豊田市美術館ゲルハルト・リヒターを見てきた。

richter.exhibit.jp

ドイツの現代アート。フォトペインティング、アブストラクト、色、動き、塗りつぶしている作品も塗ってもいない作品もある。

マスメディアやアメリポップアートの影響も強い、誰でもないけれど誰でもある誰かが無限に再生産されることを表現したフォトペインティング。近づくと写真ではなくて油彩だと分かる。よって、皆さん顔を近づけて見ている。その見方がされるべきなので、ガラスケースなどは施さず、白線より下がってご覧くださいということになっていた。

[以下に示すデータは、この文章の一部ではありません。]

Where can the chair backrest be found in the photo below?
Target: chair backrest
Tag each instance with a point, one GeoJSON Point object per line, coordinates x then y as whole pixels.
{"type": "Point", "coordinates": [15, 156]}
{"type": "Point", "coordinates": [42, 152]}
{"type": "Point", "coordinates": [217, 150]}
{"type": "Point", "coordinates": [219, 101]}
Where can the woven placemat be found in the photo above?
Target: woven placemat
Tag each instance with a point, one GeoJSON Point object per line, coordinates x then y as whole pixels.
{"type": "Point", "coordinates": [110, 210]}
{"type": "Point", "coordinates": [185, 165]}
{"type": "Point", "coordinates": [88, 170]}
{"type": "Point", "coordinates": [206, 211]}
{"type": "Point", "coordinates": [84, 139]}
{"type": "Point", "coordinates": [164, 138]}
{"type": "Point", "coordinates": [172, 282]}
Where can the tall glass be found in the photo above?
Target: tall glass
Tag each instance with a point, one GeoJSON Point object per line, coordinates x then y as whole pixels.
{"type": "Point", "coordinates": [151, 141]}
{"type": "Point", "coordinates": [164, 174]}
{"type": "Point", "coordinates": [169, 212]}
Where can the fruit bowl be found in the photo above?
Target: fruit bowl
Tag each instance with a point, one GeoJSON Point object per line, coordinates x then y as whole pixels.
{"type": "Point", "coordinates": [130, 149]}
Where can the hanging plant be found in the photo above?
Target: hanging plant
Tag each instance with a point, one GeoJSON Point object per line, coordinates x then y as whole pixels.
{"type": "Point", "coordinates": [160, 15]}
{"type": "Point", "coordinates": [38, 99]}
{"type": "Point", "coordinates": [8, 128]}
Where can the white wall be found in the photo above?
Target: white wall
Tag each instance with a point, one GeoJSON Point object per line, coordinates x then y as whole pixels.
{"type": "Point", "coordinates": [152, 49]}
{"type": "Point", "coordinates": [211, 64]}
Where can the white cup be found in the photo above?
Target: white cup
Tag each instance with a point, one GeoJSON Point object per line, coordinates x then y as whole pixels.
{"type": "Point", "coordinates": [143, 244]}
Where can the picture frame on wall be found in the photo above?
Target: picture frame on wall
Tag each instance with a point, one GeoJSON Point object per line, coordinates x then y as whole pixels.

合間にミラーや、グレー一色の作品、ガラス板を連ねた立体作品もある。絵画を”見る”行為は、もともと絵画の中に含意されているはずで、見る人は意識的な知覚をしないので、そのことに気づかない。それに気づいてほしいという感じの作品である。

次に色と質だけで輪郭のない抽象画が続く。色塗りとひっかき、こすり取り、などが手法として使われている。規則性を避けて、なおバランスや調和を探る。

ビルケナウの一連の作品は、ホロコーストをどう表現するかという長年の課題に取り組んだ作品である。アウシュビッツ強制収容所の写真が下層にあり、上層は暗く強い処理で塗り重ねられている4枚連作である。展示は四角い展示室の四面を使い、一面はその連作、その対面にそれらの写し、側面に元の写真(小さい)、残りの面に鏡面の作品を配し、それらを合わせて1セットということで、ひと部屋の展示方法は決められている。